Having been overlooked, I wanted to stay hidden. It would have been easy enough to do so.

Instead of giving into my desire to remain safe and alive, I shifted. I reached up to the end table and felt around for what was on top. When my fingers touched something with considerable enough weight to it, I slid it over the edge. With a thud, it landed on the carpet next to me and I didn't have to pretend to be afraid when the man whirled around, his flashlight on me like a spotlight.

"Please." Don't kill me, I thought though I only managed to utter the single word. I raised my hand in the air so he would know I had no weapons, no way of defending myself. I didn't think it mattered to these people one bit, but I hoped the sympathy card would at least get me safe enough to think straight and stay alive until I could come up with something better. He stared at me for a long time though I couldn't see his face for the light shining in mine. Please don't let there be blood on my hands. The literal kind, figuratively speaking my hands were soaked.

"Stand up," he barked, he sounded younger than I expected and more nervous too though he was doing his best not to show it.

I think he was aiming a gun at me, but I wasn't sure. Shaking, I stood, keeping my hands high.

He walked across the room, heavy footfalls, toward me. When he grabbed my arm, I yelped half in surprise, half in pain at how rough he'd been as he yanked me closer and spun me around. Horrible thoughts, my greatest fears, began to fill my mind now that I was powerless to this man. I held no upper hand.

His hands patted over my body but seemingly only to search for weapons and some of my fear evaporated.

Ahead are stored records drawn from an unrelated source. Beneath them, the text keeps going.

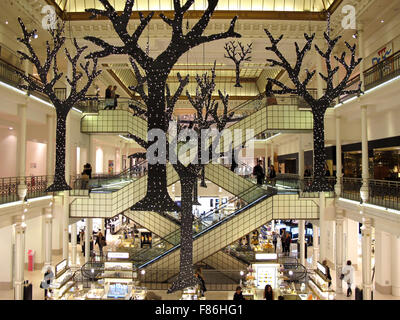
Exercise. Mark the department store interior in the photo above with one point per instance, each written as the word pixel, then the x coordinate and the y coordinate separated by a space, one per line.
pixel 256 221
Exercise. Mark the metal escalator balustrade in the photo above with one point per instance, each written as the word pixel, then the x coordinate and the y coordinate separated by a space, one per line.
pixel 242 222
pixel 200 226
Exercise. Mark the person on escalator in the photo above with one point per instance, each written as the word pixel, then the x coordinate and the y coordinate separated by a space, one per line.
pixel 271 100
pixel 202 283
pixel 238 296
pixel 272 175
pixel 258 171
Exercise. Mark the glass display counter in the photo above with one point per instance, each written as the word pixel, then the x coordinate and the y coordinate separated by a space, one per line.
pixel 319 284
pixel 192 293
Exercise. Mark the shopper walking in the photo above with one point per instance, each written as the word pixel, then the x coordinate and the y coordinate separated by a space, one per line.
pixel 258 171
pixel 348 276
pixel 202 283
pixel 268 293
pixel 101 242
pixel 272 175
pixel 238 296
pixel 82 241
pixel 274 240
pixel 109 102
pixel 47 279
pixel 328 272
pixel 115 97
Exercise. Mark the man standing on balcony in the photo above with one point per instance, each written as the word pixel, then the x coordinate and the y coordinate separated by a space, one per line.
pixel 258 171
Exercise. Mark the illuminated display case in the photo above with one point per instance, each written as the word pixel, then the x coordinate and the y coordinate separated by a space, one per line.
pixel 62 282
pixel 266 273
pixel 319 283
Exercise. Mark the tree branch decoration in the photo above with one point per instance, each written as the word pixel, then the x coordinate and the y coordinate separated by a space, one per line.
pixel 47 87
pixel 206 115
pixel 156 71
pixel 238 56
pixel 318 106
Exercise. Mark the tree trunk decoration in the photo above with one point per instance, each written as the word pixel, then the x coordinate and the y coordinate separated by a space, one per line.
pixel 156 74
pixel 206 116
pixel 318 106
pixel 47 87
pixel 238 56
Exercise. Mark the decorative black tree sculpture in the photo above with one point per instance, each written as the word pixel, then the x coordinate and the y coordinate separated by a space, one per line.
pixel 318 106
pixel 238 56
pixel 156 74
pixel 206 116
pixel 47 87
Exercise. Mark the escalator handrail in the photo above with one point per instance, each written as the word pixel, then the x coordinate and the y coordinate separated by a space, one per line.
pixel 248 206
pixel 200 219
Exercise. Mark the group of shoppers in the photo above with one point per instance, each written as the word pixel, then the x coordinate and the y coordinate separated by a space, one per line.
pixel 86 175
pixel 111 98
pixel 100 241
pixel 259 173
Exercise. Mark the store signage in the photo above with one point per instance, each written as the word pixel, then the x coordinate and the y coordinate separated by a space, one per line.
pixel 321 268
pixel 118 255
pixel 266 256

"Where're the others?" he demanded.

"W-we were running... low on water."

And I noticed his hand trembling around my arm. In the back of my mind, that struck me as odd. This - manhandling, threatening - it wasn't something he was used to or comfortable with, I thought. Speaking to him was easier, then. When I thought he probably didn't want to kill me as much as I didn't want to be killed.

"They left you all alone here?"

Up close, I could see the way his eyes narrowed in confusion as much as mistrust. I was quick to shake my head. If I said I was left alone here he'd either know I killed his friend or think I was lying and search the rest of the room.